= PDBWiki =

User-contributed wiki database of protein structure annotations

PDBWiki was a wiki that functioned as a user-contributed database of protein structure annotations, listing all the protein structures available in the Protein Data Bank (PDB). It ran on the MediaWiki wiki application from 2007 to 2013. The website went offline in 2014 and there has not been any way to subsequently access the information that was contributed. PDBWiki contained details of more than 50,000 protein structures and over 50 'user-contributed' annotations, making it a significant resource for the structural biology community.

== Motivation ==
The Protein Data Bank (PDB) is the central archive of experimentally solved biomolecular structures. However, the PDB only allows data retrieval and does not provide functionality for collaboration or user feedback.

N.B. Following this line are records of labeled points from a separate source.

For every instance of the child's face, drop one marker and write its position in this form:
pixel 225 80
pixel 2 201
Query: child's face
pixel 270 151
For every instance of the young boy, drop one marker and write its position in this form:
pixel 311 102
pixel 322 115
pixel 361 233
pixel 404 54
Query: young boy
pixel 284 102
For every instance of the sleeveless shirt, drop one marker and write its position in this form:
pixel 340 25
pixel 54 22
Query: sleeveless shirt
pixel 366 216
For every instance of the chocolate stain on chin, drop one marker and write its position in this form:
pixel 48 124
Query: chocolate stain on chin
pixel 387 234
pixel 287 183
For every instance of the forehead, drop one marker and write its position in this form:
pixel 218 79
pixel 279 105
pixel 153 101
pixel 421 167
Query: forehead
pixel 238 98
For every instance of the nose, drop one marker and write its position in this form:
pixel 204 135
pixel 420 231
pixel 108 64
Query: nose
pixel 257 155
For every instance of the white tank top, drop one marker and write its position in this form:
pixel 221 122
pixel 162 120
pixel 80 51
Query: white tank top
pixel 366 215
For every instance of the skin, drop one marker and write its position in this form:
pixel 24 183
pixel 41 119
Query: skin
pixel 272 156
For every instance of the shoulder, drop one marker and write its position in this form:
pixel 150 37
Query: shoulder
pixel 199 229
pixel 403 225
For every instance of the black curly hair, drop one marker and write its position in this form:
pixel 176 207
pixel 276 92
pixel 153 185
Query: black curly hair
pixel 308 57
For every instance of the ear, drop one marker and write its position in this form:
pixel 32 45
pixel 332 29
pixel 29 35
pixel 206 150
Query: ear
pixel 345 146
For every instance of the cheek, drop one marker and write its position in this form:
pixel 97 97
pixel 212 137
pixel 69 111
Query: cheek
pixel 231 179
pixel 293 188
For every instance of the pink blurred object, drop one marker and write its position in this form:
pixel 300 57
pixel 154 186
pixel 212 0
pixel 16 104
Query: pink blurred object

In contrast, PDBWiki allows for sharing expert knowledge about structures deposited in the PDB. It provides tools for discussing and annotating proteins in a collaborative way. The goal is to create a central and freely-accessible repository of user-contributed information that will be useful for anyone working with PDB structures. As such PDBWiki can be considered a part of a wider effort in community-based biological databases curation.

== About ==
PDBWiki was developed as part of the BioWiki initiative, and was entered into the third International Openfree Bioinformation Contents Competition organised by BiO.CC, a biological information website operated by KOBIC.

The Website went offline in January 2014, replaced with a notice redirecting to Proteopedia, a similar wiki-based structural biology database project.